Japanese director Toshi Fujiwara takes a camera and a small crew into the 20km affected zone around the Fukushima nuclear power plant, where everything lays destroyed after a Tsunami and earthquake caused a radiation disaster at the plant. He talks to the people affected by the disaster who are being forced to evacuate by the government.
Fujiwara’s film, while admirable in its intentions and certainly with a worthwhile story to tell, is unfortunately a bit of a slog, repetitive in its testimonial style non-fiction narrative. The story is heartbreaking and many of the people spoken to are interesting enough but it’s all very self-indulgent, manipulative and preachy to the point where it becomes less a powerful exercise in informing the audience as it does one which rams the message down their throat.
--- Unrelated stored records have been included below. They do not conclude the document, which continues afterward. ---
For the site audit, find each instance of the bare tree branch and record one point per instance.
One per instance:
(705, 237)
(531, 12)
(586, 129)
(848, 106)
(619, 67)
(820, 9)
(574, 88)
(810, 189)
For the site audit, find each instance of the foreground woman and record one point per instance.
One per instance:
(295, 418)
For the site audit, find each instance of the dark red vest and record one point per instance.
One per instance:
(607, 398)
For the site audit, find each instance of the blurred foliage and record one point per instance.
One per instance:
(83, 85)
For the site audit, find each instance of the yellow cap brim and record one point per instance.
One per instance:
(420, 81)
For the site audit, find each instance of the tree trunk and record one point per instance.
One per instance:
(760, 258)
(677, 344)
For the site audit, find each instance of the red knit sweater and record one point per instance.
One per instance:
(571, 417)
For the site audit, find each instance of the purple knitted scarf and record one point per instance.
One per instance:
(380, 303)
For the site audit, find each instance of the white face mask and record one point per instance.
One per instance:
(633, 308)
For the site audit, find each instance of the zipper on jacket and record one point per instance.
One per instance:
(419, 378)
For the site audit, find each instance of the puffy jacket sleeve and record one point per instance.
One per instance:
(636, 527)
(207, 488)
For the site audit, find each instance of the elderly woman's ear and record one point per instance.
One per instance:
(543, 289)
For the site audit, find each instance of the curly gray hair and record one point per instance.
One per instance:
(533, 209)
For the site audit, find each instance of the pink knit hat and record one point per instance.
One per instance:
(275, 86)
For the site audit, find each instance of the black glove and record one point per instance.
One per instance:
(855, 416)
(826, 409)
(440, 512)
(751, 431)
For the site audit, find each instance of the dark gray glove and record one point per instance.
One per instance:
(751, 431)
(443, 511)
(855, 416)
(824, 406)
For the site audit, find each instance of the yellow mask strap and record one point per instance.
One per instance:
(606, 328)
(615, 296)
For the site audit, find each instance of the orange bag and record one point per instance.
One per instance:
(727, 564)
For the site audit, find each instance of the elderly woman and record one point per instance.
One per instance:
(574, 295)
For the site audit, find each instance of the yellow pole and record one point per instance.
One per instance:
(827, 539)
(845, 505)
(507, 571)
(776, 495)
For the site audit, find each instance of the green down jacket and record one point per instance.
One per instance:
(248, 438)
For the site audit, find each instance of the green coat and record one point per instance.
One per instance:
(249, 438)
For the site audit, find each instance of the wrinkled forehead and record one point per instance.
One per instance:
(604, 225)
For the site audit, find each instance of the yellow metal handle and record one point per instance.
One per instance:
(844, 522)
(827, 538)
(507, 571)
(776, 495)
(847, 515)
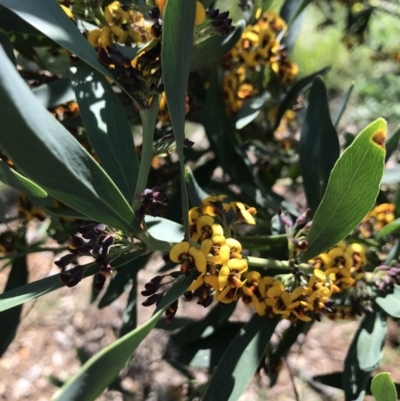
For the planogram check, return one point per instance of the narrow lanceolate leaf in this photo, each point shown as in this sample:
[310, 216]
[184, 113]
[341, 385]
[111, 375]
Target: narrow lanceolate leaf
[7, 46]
[48, 17]
[352, 190]
[240, 360]
[196, 193]
[101, 370]
[18, 277]
[364, 355]
[204, 327]
[18, 181]
[392, 228]
[176, 53]
[55, 93]
[342, 106]
[319, 145]
[107, 126]
[383, 388]
[392, 142]
[30, 291]
[49, 155]
[210, 51]
[391, 303]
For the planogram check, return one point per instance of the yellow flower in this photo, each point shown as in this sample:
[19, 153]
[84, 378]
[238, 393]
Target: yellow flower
[200, 15]
[189, 257]
[243, 212]
[230, 273]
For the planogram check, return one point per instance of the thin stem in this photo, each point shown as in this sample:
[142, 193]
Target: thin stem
[20, 254]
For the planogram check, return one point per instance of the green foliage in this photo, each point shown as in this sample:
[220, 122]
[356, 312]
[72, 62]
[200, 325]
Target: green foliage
[101, 150]
[364, 355]
[354, 179]
[383, 388]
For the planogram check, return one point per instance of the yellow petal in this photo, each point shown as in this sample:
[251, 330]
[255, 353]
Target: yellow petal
[196, 284]
[177, 250]
[212, 281]
[200, 13]
[206, 246]
[199, 260]
[234, 244]
[223, 277]
[224, 253]
[238, 265]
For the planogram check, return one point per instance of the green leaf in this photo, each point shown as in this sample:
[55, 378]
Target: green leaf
[383, 388]
[205, 352]
[251, 109]
[101, 370]
[364, 355]
[129, 318]
[55, 160]
[210, 50]
[391, 175]
[163, 229]
[8, 47]
[351, 192]
[121, 279]
[319, 145]
[342, 106]
[294, 92]
[41, 287]
[204, 327]
[240, 360]
[177, 44]
[55, 93]
[335, 380]
[17, 278]
[48, 17]
[16, 180]
[392, 142]
[196, 193]
[107, 126]
[391, 303]
[392, 228]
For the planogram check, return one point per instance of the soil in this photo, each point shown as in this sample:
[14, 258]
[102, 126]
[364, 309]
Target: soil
[57, 324]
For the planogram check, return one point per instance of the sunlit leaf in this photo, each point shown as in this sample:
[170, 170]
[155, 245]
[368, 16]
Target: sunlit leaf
[17, 278]
[319, 145]
[383, 388]
[351, 192]
[48, 17]
[240, 360]
[342, 106]
[178, 24]
[41, 287]
[101, 370]
[16, 180]
[107, 126]
[392, 142]
[55, 93]
[364, 355]
[55, 160]
[391, 303]
[210, 50]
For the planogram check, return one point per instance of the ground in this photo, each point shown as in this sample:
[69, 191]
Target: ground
[55, 325]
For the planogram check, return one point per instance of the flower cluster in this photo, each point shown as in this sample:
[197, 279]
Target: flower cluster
[211, 252]
[343, 263]
[258, 47]
[153, 202]
[122, 27]
[375, 220]
[96, 241]
[289, 298]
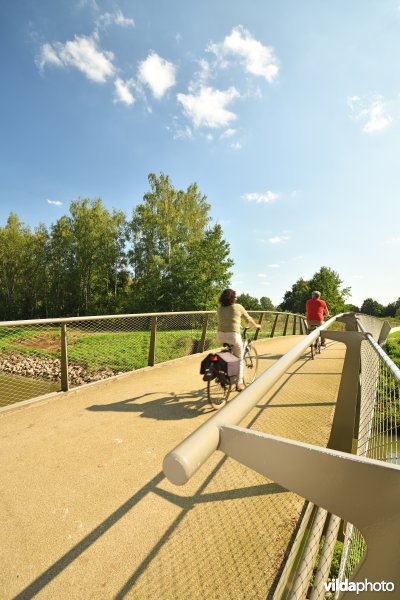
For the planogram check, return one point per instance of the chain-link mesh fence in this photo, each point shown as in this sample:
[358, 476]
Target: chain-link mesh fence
[379, 425]
[96, 348]
[30, 362]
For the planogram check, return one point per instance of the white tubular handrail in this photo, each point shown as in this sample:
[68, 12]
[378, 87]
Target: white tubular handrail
[382, 355]
[182, 462]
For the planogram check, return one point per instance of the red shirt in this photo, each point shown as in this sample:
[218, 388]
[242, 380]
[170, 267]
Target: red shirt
[315, 309]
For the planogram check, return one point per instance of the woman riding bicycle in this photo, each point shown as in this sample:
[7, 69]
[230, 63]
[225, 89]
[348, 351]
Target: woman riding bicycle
[229, 314]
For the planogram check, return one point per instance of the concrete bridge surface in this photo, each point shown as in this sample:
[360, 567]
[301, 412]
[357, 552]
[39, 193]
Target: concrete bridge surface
[86, 512]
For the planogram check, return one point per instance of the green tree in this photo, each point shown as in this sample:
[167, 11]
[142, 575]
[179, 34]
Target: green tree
[249, 302]
[294, 300]
[15, 247]
[179, 260]
[391, 309]
[372, 307]
[328, 282]
[87, 260]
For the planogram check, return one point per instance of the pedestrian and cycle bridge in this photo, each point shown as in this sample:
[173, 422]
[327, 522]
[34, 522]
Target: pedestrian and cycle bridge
[133, 487]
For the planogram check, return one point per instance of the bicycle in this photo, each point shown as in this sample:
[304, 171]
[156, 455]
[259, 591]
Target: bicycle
[315, 348]
[220, 386]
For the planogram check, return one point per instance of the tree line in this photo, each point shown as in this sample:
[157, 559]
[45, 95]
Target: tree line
[167, 257]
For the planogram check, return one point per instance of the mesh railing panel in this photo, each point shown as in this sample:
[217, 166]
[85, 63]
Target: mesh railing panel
[378, 434]
[100, 348]
[30, 364]
[178, 335]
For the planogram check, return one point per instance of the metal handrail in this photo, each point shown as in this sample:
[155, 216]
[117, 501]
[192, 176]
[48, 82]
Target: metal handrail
[382, 355]
[128, 316]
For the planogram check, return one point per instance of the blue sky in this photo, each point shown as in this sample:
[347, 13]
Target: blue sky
[285, 113]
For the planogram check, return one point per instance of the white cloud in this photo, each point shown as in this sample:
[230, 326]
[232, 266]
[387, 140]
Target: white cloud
[116, 18]
[372, 112]
[278, 239]
[158, 74]
[227, 133]
[207, 108]
[259, 60]
[256, 197]
[81, 53]
[123, 91]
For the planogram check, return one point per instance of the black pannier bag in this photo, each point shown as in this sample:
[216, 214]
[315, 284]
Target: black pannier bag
[222, 364]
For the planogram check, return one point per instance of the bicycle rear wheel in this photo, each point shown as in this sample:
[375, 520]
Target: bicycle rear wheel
[218, 393]
[250, 365]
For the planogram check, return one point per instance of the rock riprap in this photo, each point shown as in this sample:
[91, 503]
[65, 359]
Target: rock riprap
[44, 367]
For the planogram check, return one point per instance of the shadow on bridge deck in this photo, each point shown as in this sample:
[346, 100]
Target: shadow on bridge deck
[88, 513]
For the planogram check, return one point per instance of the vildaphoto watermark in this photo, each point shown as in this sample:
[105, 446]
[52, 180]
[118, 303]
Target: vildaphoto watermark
[336, 585]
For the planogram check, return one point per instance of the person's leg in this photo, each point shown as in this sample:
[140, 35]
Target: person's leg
[312, 324]
[236, 343]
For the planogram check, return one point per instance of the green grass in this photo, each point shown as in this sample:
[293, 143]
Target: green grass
[118, 351]
[393, 347]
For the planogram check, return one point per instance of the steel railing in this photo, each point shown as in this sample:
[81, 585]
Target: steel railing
[369, 490]
[47, 355]
[379, 424]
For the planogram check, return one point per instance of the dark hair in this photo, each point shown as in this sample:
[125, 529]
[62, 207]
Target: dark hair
[227, 297]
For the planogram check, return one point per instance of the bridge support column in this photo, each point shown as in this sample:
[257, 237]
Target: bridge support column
[344, 420]
[336, 482]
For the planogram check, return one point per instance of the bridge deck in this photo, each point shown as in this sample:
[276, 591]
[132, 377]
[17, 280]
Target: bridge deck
[87, 512]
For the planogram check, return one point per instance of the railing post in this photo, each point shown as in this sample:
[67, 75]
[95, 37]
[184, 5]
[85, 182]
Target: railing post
[203, 334]
[64, 359]
[152, 349]
[260, 323]
[286, 324]
[274, 325]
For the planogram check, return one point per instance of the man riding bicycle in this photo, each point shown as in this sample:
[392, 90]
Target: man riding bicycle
[315, 310]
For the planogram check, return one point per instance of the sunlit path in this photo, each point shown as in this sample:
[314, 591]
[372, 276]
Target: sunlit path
[88, 513]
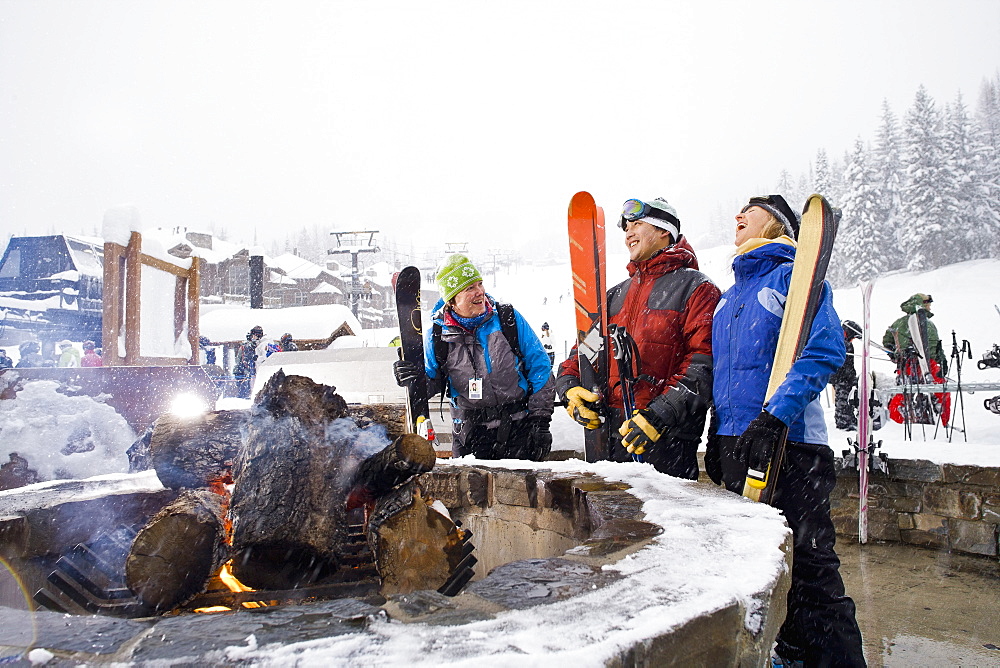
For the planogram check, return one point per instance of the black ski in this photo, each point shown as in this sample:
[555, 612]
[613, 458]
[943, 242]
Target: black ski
[411, 336]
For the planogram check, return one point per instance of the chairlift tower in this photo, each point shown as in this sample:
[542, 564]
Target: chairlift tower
[355, 243]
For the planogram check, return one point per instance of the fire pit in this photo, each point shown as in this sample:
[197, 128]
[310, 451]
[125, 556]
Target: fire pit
[580, 565]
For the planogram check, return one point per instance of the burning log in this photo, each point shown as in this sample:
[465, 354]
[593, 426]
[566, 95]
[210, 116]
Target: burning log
[390, 416]
[302, 468]
[407, 456]
[195, 452]
[418, 545]
[178, 550]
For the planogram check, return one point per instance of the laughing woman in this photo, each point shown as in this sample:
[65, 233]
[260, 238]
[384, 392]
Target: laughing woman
[493, 366]
[820, 628]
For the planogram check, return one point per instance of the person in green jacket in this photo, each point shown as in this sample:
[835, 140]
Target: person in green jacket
[902, 350]
[901, 328]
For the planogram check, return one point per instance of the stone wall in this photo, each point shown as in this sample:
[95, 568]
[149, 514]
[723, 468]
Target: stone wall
[919, 502]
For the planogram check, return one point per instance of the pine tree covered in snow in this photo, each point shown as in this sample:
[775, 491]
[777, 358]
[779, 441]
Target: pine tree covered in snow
[886, 162]
[824, 182]
[924, 214]
[862, 238]
[966, 196]
[988, 124]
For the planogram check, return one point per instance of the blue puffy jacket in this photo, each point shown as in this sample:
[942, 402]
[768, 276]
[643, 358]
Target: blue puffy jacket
[745, 335]
[486, 354]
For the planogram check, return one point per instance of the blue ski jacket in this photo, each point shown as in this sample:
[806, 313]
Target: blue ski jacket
[486, 354]
[744, 338]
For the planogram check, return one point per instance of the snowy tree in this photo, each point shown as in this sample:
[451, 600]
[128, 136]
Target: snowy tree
[925, 216]
[886, 162]
[861, 242]
[988, 133]
[964, 190]
[823, 178]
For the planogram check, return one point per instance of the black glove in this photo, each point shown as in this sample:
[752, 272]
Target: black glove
[539, 439]
[758, 442]
[406, 371]
[641, 431]
[713, 459]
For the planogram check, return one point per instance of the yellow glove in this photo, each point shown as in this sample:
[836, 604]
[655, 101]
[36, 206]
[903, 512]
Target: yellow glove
[640, 431]
[579, 406]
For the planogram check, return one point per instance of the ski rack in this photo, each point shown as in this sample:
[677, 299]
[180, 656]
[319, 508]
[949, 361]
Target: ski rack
[886, 393]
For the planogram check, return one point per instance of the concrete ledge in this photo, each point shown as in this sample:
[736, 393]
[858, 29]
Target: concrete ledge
[944, 506]
[609, 564]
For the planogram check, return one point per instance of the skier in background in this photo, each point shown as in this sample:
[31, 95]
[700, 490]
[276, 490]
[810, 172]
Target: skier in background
[845, 382]
[287, 344]
[546, 339]
[903, 351]
[246, 362]
[69, 357]
[501, 405]
[31, 355]
[820, 627]
[666, 309]
[90, 357]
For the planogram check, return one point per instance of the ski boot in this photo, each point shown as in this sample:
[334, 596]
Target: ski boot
[990, 359]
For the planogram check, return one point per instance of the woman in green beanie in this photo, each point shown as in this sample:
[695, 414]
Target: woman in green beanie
[489, 360]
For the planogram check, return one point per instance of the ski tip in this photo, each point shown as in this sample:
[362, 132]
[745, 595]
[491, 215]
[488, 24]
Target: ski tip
[582, 199]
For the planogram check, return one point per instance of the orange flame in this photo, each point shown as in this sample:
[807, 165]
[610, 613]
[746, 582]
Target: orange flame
[227, 578]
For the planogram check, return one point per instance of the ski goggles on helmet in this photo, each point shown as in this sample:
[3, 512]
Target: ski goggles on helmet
[636, 209]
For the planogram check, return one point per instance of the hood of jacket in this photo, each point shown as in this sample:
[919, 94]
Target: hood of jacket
[914, 303]
[762, 259]
[668, 259]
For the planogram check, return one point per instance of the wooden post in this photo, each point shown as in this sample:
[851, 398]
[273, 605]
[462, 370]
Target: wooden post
[111, 304]
[133, 286]
[193, 311]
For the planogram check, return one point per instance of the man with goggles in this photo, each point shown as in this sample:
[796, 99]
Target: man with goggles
[663, 315]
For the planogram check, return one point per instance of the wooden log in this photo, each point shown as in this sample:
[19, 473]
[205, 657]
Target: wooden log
[288, 508]
[302, 468]
[407, 456]
[177, 552]
[390, 416]
[416, 544]
[195, 452]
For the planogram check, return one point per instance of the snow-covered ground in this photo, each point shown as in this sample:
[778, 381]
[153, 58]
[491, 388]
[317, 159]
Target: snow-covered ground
[964, 297]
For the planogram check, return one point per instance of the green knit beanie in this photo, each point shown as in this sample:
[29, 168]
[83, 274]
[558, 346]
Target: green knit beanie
[455, 275]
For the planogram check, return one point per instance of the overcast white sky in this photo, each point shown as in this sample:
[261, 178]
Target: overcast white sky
[449, 121]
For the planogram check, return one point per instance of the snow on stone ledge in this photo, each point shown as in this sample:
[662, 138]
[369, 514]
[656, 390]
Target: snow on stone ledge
[716, 549]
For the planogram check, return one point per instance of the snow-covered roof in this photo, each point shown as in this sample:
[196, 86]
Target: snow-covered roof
[379, 273]
[280, 279]
[296, 267]
[231, 322]
[326, 288]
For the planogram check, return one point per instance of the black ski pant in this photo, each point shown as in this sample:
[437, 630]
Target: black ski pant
[671, 455]
[507, 440]
[820, 627]
[845, 414]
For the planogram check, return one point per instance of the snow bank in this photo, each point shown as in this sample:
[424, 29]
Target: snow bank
[61, 436]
It doesn’t exactly help that we have this incessant narration by Arsinée Khanjian, which is a less than subtle way of guilting the audience into connecting with the story and forcing them to feel sorry at every turn. The tragic real life story is enough to do that on its own without this heavy-handed approach.
A raw and unpolished aesthetic adds a stark reality to the proceedings. It may not be what you would call pleasant to look at but it’s in this way No Man’s Zone has a small success – it shouldn’t be nice to look at it. It’s not afraid to show the harsh reality these people have been left to live in.
No Man’s Zone opens with an extended 360 degree tracking shot of a devastated sea front, and is an example of the unfiltered gut punch the film occasionally delivers. But those moments are sadly wasted on a documentary that overall is slow, laboured, repetitive and ultimately inert. A real shame when the subject matter is so devastating.